August 17, 2018 | By DEBORAH LA FETRA

Prior to 1951, lead paint was lawfully sold and used in the interior of houses. This presented no problem at the time, but, as it ages and deteriorates, and as little children gnaw on windowsills and such while teething, it can become a source of lead poisoning. For this reason, the use of lead paint inside residences was outlawed. But now, 70 years later, a California appellate court has held in People v. ConAgra Grocery Products Co. that three companies that lawfully sold lead paint liable for creating a public nuisance. They must pay hundreds of millions of dollars into an “abatement” fund to investigate residential lead paint in the state’s ten most populous counties, and remediate any dangerous conditions found there.

The companies are not liable because they manufactured the paint, or sold it; or because any Californian has established an injury caused by the paint. No, the court found them liable because, in the first half of the Twentieth Century, they promoted the use of then-lawful lead paint. After the California Supreme Court refused to hear the case, Conagra filed a petition in the U.S. Supreme Court, asking it to review and reverse this ruling, which violates principles of due process and retroactively punishes protected First Amendment speech.

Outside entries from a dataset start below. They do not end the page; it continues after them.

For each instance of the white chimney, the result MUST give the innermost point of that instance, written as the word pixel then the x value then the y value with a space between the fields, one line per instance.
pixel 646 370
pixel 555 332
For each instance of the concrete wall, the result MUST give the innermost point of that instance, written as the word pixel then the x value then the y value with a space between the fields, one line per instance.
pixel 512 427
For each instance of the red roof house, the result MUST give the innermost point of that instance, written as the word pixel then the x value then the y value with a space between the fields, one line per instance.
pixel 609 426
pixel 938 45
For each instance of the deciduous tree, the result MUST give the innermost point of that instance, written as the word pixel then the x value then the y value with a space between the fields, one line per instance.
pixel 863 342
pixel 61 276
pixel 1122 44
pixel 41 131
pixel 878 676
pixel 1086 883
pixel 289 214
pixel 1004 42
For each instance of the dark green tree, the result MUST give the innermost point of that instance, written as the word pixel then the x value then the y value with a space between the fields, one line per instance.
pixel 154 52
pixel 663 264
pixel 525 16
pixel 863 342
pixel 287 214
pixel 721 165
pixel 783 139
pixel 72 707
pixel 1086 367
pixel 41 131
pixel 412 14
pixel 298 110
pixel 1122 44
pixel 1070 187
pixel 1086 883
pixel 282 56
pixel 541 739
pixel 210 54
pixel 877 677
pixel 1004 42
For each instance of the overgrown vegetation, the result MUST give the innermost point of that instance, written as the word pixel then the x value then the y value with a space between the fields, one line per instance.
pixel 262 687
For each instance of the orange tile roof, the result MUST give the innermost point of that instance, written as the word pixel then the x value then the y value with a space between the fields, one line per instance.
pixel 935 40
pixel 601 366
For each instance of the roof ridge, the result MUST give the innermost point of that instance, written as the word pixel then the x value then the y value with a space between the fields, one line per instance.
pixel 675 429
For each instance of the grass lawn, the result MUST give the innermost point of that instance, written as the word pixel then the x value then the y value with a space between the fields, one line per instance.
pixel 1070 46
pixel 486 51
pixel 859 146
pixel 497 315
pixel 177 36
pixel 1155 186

Today, PLF filed an amicus brief supporting the petition.

As I explain in today’s Daily Journal, the First Amendment protects the dissemination of truthful commercial messages about lawful products and services, even when those products may later result in harm to someone. Free speech is particularly crucial to encourage study to challenge and expand existing scientific understanding. Companies should always seek ways to make their products safer and should not be deterred by fear that an improved product today could result in retroactive liability for mere promotion of the lawful product of yesteryear.